Indeed, a healthy, diverse and complex natural environment is essential if we are to build a better, more equitable and more sustainable society for the future. Our research and that of IPBES is in absolute agreement on this point: protecting natural wealth needs to sit alongside tackling climate change; climate action is only one of the 17 UN Sustainable Development Goals.

But our economies, blind to the risks of ecosystem collapse, are currently pulling in the wrong direction. Our research finds three central failings are to blame.

First, we currently lack the tools to adequately measure and understand the value of nature, meaning it is largely invisible to policymakers.

Second, many economic models assume that natural capital can be easily and almost indefinitely replaced by human-built capital, when in fact nature and human-built capital are both required for prosperity; for example, destroying an ecosystem to build a housing development may currently generate economic value, at the margin, but if all ecosystems are destroyed, food vanishes, civilisation fails and the housing development is also worthless.

Third, we don’t have the laws and institutions required to protect our critical stocks of natural capital from unsustainable exploitation.

Thankfully, the research finds encouraging signs that our economy can be rapidly rewired to protect the planet. Governments and businesses must start measuring their stocks of natural capital in comprehensive natural wealth accounts, and ensure that those assets are protected and improved. Better data is needed on the value of the natural wealth that underpins economic activity, so that value can be accounted for by treasuries and financial centres.
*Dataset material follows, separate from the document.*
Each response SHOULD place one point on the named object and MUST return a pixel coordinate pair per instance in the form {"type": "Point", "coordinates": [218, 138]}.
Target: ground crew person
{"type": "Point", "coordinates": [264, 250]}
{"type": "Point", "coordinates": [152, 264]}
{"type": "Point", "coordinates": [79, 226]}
And critical natural assets – without which society cannot survive – must be given special status so that they cannot be squandered.

As our research makes clear, all human prosperity rests on nature, and Mr Monbiot is correct to point out that many natural resources are irreplaceable – if we lose our top soil, we can’t grow food in concrete; if we kill all the bees, we can’t pollinate flowers ourselves. Our economies and our societies are dependent on nature, and once it’s gone, so are we.

Unfortunately, at present the global economic system is blind to this simple fact, and so continues to merrily saw away at the branch we’re all sitting on. Half a century of well-intentioned conservation has done little to roll back this tide of extinction. A new approach is required.

So while the work of George Monbiot others is invaluable in raising awareness of the scale of the threat and the potential downsides to natural capital approaches, we urgently need to start addressing the underlying economic structures that are incentivising destruction. Properly understanding and valuing the irreplaceable contributions of nature to our economies is, we think, an excellent place to start.

This post also appeared on The Green Economy Coalition website on 17 May 2018.

This opinion piece reflects the views of the author, and does not necessarily reflect the position of the Oxford Martin School or the University of Oxford. Any errors or omissions are those of the author.